JAKARTA: Indonesia swung to a trade surplus in October due to a slower-than-expected drop in exports, despite weak global trade amid the US-China trade war, data from the statistics bureau showed on Friday (Nov 15).
Southeast Asia's largest economy recorded a trade surplus of US$161.3 million in October, the data showed, compared with the median forecast in a Reuters poll for a deficit of US$280 million.
In recent months, Indonesia had been swinging back and forth from posting small deficits to small surpluses. In September, it had a deficit of US$164 million while in August a surplus of US$112 million.
Satria Sambijantoro, economist at Bahana Sekuritas in Jakarta, said the October data looked "impressive" amid sluggish global trade and the protracted US-China trade war.
"Falling exports must be seen in context. Exports had beat consensus forecast for two months in a row, driven by manufacturing exports," he said.
Indonesia's exports in October amounted to US$14.93 billion, down 6.13 per cent on-year. The poll had expected an 8.38 per cent drop in the overall exports.
On a monthly basis, exports rose 6 per cent, driven by a 5 per cent increase in shipments of manufactured goods such as cars and sport shoes.
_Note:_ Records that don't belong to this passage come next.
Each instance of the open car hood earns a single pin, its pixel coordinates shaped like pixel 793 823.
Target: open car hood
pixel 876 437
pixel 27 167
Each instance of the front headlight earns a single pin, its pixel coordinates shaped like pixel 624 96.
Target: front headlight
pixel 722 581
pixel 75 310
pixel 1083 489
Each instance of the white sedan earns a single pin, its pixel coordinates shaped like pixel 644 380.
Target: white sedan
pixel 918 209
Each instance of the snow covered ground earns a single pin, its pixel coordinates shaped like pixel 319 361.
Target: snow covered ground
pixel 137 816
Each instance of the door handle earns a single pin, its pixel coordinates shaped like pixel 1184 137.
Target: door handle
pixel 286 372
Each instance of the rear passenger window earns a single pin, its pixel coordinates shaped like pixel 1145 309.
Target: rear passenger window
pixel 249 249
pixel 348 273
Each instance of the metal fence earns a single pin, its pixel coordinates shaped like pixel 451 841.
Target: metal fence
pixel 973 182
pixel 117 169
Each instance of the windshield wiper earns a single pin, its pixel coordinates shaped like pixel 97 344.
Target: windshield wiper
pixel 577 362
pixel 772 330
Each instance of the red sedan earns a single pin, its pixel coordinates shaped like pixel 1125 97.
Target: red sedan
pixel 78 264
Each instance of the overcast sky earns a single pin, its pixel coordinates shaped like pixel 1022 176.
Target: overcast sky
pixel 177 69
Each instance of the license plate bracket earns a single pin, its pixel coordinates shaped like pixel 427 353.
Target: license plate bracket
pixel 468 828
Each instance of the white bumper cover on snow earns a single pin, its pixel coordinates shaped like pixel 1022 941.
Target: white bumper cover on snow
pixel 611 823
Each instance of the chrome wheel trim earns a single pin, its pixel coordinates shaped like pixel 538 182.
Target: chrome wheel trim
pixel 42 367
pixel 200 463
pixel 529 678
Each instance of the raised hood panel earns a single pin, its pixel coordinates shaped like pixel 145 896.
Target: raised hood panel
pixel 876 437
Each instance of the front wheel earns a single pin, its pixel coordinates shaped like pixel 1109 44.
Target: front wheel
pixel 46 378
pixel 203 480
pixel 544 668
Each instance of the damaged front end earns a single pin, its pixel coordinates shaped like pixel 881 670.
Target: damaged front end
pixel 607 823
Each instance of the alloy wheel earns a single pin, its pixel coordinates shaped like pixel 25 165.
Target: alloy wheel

Meanwhile, October imports dropped 16.39 per cent annually, the sharpest in five months, to US$14.77 billion. The drop was roughly in line with the poll's prediction of a 16 per cent fall.
Authorities in Indonesia have made improving the trade performance a top priority, seeking for ways to boost exports and find import substitutions following last year's record high deficit of US$8.7 billion.
Andry Asmoro, Bank Mandiri's chief economist, said the smaller-than-expected export contraction was more to do with last year's high base figure, rather than any significant impact from the government efforts.
Asmoro said the surprising surplus could mean this year's current account deficit would be smaller than his current forecast of 2.8 per cent of GDP. Last year's deficit was 3 per cent of GDP.
Asmoro said Bank Indonesia (BI), which tracks trade and current account deficits when deciding monetary policy, is unlikely to make a fifth rate cut in next week's policy meeting in response to the trade data.
BI has already brought down its key rate by 100 basis points in four successive cuts since July to try to lift economic growth amid a global slowdown.
BI targets current account deficit at a range of 2.5 per cent to 3 per cent of GDP in 2019 and 2020.
Indonesia had a US$1.79 billion trade deficit in January-October, significantly smaller than the US$5.57 billion gap in the corresponding period last year.